The cannabinoid receptor agonist delta‐9‐tetrahydrocannabinol does not affect visceral sensitivity to rectal distension in healthy volunteers and IBS patients

• Published in: Neurogastroenterology and motility Vol. 23; no. 1; pp. 30 - e2
• Main Authors: Klooker, T. K., Leliefeld, K. E. M., Van Den Wijngaard, R. M., Boeckxstaens, G. E. E.
• Format: Journal Article
• Language: English
• Published: Oxford, UK Blackwell Publishing Ltd 01.01.2011
• Subjects: Adult; Analgesics, Non-Narcotic - pharmacology; Analgesics, Non-Narcotic - therapeutic use; barostat; cannabinoid; Cannabinoid Receptor Agonists; Cross-Over Studies; delta9‐tetrahydr‐ocannabinol; Dilatation, Pathologic - drug therapy; Dilatation, Pathologic - physiopathology; Double-Blind Method; Dronabinol - pharmacology; Dronabinol - therapeutic use; Female; Humans; Hyperalgesia - physiopathology; Indexing in process; irritable bowel syndrome; Irritable Bowel Syndrome - drug therapy; Irritable Bowel Syndrome - physiopathology; Middle Aged; Pain Threshold - drug effects; Placebos - therapeutic use; Pressure; Rectum - drug effects; Rectum - physiopathology; Viscera - drug effects; Viscera - innervation; visceral hypersensitivity; Young Adult
• ISSN: 1350-1925; 1365-2982
• DOI: 10.1111/j.1365-2982.2010.01587.x

Background  Visceral hypersensitivity to distension is thought to play an important role in the pathophysiology of the irritable bowel syndrome (IBS).
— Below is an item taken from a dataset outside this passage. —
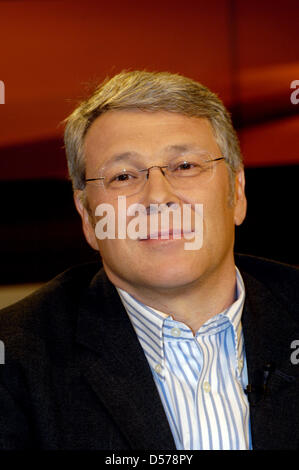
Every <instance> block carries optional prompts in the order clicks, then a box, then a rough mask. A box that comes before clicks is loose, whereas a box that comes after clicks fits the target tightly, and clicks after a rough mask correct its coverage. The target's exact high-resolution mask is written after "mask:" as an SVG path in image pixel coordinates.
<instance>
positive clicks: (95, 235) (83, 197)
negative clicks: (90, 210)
mask: <svg viewBox="0 0 299 470" xmlns="http://www.w3.org/2000/svg"><path fill="white" fill-rule="evenodd" d="M74 202H75V206H76V209H77V211H78V212H79V214H80V217H81V220H82V228H83V233H84V235H85V238H86V241H87V243H88V244H89V245H90V246H91V248H93V249H94V250H96V251H99V248H98V244H97V238H96V235H95V230H94V225H93V223H92V218H91V215H90V212H89V210H88V209H87V207H86V204H84V194H83V191H81V190H75V191H74Z"/></svg>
Cannabinoids are known to decrease somatic pain perception, but their effect on visceral sensitivity in IBS remains unclear. Therefore, we evaluated the effect of the mixed CB1/CB2 receptor agonist delta‐9‐tetrahydrocannabinol (Δ9‐THC, dronabinol) on rectal sensitivity. Methods  Ten IBS patients and 12 healthy volunteers (HV) underwent a barostat study to assess rectal sensitivity using an intermittent pressure‐controlled distension protocol before and after sigmoid stimulation. Repetitive sigmoid stimulation is a validated method to increase visceral perception in IBS patients, consisting of a 10‐min period of 30 s stimuli (60 mmHg), separated by 30 s of rest (5 mmHg). The effect of placebo and Δ9‐THC (5 and 10 mg in healthy volunteers and 10 mg in IBS patients) on rectal sensitivity was evaluated on respectively three and two separate days in a double blind, randomized, crossover fashion. Key Results  All participants (HV and IBS) reported central side effects during the highest dose of Δ9‐THC, most frequently increased awareness of the surrounding, light‐headedness and sleepiness, whereas no side effects where reported during placebo. Although blood pressure was not affected, heart rate increased in both HV and IBS, but was most pronounced in IBS patients. The cannabinoid agonist Δ9‐THC did not alter baseline rectal perception to distension compared to placebo in HV or IBS patients. Similarly, after sigmoid stimulation there were no significant differences between placebo and Δ9‐THC in sensory thresholds of discomfort. Conclusions & Inferences  These findings imply that Δ9‐THC does not modify visceral perception to rectal distension and argue against (centrally acting) CB agonists as tool to decrease visceral hypersensitivity in IBS patients.